Running an SGO? Every friction above is something you control at the point of the gift. SGO Software is built to close the adoption gap: two-minute donor onboarding, instant receipts and donor numbers, income-verified applications, and the audit-ready books that earn donor trust.
What this means for you
- If you’re a donor: the credit is almost certainly available to you, and the wait that puts people off is largely avoidable. Start with how the credit works, then see how to take it in your paycheck.
- If you run or advise an SGO: your conversion rate, the share of potential donors who actually follow through, is the number that decides your impact. Treat friction as the enemy.
- If you’re an advocate or journalist: the political scoreboard is only half the story. The other half, quieter and more decisive, is whether the machinery of participation actually works once the credit is live.
Frequently asked questions
Isn't the future of the §25F credit mostly a political question?
Politics decides two things: whether a state opts in, and whether the credit survives future Congresses. Both matter. But once a state is in and the program is live, neither one determines whether the money actually reaches students. That comes down to whether ordinary taxpayers claim a credit that pays them back in full, and history shows that even costless, beneficial tax provisions go underused when they are confusing or inconvenient. That is the adoption gap, and it is a design-and-execution problem, not a partisan one.
Why would anyone skip a dollar-for-dollar tax credit?
The same reasons people leave employer 401(k) matches on the table or stop using tax provisions that plainly benefit them: they don't know the provision exists, the paperwork feels risky, the timing pinches cash flow, or they don't trust the organization on the other end. None of these are about the size of the benefit. They are about friction.
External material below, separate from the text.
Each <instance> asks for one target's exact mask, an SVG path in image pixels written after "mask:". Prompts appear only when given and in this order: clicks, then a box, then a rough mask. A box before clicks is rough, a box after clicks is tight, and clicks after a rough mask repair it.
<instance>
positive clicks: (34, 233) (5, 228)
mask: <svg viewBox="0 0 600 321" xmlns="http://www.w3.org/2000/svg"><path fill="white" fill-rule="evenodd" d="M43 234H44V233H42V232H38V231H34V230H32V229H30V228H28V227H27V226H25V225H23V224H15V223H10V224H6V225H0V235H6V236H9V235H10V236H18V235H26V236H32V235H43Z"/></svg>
Lowering the friction is what turns an available credit into a claimed one.
What's the single biggest thing that would raise participation?
Making the act of giving and claiming as close to frictionless as possible: a trusted local messenger (a school, a congregation, an SGO the donor already knows), a simple way to contribute and get the paperwork, and a clear path to see the benefit soon rather than in a distant refund. Adjusting tax withholding, for example, lets a donor recover the credit across their paychecks instead of waiting to file. Each removed step measurably raises the share of eligible people who follow through.
How does this affect SGOs and the people running them?
Directly. The credit's success is the sum of thousands of individual decisions to give, and SGOs sit at the exact point where those decisions are made or lost. An SGO that makes donating simple, issues clean receipts and donor numbers immediately, and communicates like a trusted neighbor will convert far more of its potential donors than one that treats giving as a paperwork exercise. Adoption is won or lost at the operator layer.